This repository contains code for fine-tuning Large Language Models (LLMs) to learn the boundaries of refusal, specifically for cases where the provided context lacks sufficient information.
For a detailed explanation of the experiment and results, check out the blog post: Fine-Tuning LLMs for Refusal.
The goal of this project is to calibrate LLMs to refuse answering questions when:
- The answer is not present in the provided context.
- The context is missing entirely.
- The question might lead to hallucinations.
.
├── src/
│ ├── dataset_prep.py # Data preparation and calibration logic
│ ├── train.py # QLoRA fine-tuning script
│ └── model_eval.py # Evaluation and judging logic
├── data/ # (Optional) Directory for raw/processed datasets
├── outputs/ # Model checkpoints and metrics
├── requirements.txt # Project dependencies
├── LICENSE # MIT License
└── README.md # Project documentation
# Clone the repository
git clone https://github.com/your-username/refusal-training.git
cd refusal-training
# Install dependencies
pip install -r requirements.txtGenerate calibrated training, evaluation, and test datasets from various sources (SQuAD, Natural Questions, etc.).
python src/dataset_prep.pyTrain the model using QLoRA. The script is configured for Qwen-based models but can be adapted.

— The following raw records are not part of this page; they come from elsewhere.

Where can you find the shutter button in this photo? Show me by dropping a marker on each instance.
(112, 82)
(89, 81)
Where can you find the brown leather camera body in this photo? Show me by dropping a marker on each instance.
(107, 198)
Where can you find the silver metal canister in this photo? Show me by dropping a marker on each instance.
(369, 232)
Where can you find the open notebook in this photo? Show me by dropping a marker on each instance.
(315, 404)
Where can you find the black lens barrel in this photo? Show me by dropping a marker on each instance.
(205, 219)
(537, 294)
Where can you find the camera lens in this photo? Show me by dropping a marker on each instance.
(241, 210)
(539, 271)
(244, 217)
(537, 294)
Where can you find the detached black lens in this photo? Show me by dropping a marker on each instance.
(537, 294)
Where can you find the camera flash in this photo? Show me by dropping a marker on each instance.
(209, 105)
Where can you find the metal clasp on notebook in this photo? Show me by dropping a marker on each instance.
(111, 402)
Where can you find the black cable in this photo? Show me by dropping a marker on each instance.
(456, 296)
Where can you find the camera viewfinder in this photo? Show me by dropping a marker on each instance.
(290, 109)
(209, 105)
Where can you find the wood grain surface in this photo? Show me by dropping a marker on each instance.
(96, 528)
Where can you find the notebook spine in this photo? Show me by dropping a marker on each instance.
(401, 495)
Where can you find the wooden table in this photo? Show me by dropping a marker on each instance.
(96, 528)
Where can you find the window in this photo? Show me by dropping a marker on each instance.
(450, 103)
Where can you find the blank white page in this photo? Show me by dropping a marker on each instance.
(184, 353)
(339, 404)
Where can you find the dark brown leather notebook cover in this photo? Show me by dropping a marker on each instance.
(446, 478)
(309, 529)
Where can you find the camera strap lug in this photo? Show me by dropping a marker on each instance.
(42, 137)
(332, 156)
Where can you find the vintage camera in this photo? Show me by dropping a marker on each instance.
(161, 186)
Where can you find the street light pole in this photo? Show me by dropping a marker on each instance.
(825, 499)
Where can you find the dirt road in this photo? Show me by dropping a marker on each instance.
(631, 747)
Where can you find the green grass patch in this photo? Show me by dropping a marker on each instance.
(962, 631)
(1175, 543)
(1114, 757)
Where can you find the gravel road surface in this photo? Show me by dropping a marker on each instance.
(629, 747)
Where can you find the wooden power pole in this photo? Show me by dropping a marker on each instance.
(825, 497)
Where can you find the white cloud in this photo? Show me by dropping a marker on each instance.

python src/train.pyEvaluate the fine-tuned model's refusal accuracy and hallucination rate using an LLM judge (via OpenRouter).
python src/model_eval.pyThe training workflow involves creating a balanced dataset with:
- Answerable Questions: Standard RAG examples.
- Unanswerable Questions: Questions where the context is provided but doesn't contain the answer.
- Missing Context: Questions with no context where a refusal is expected if information is unknown.
- Hallucination Prevention: Ensuring the model doesn't fabricate facts.
This project is licensed under the MIT License - see the LICENSE file for details.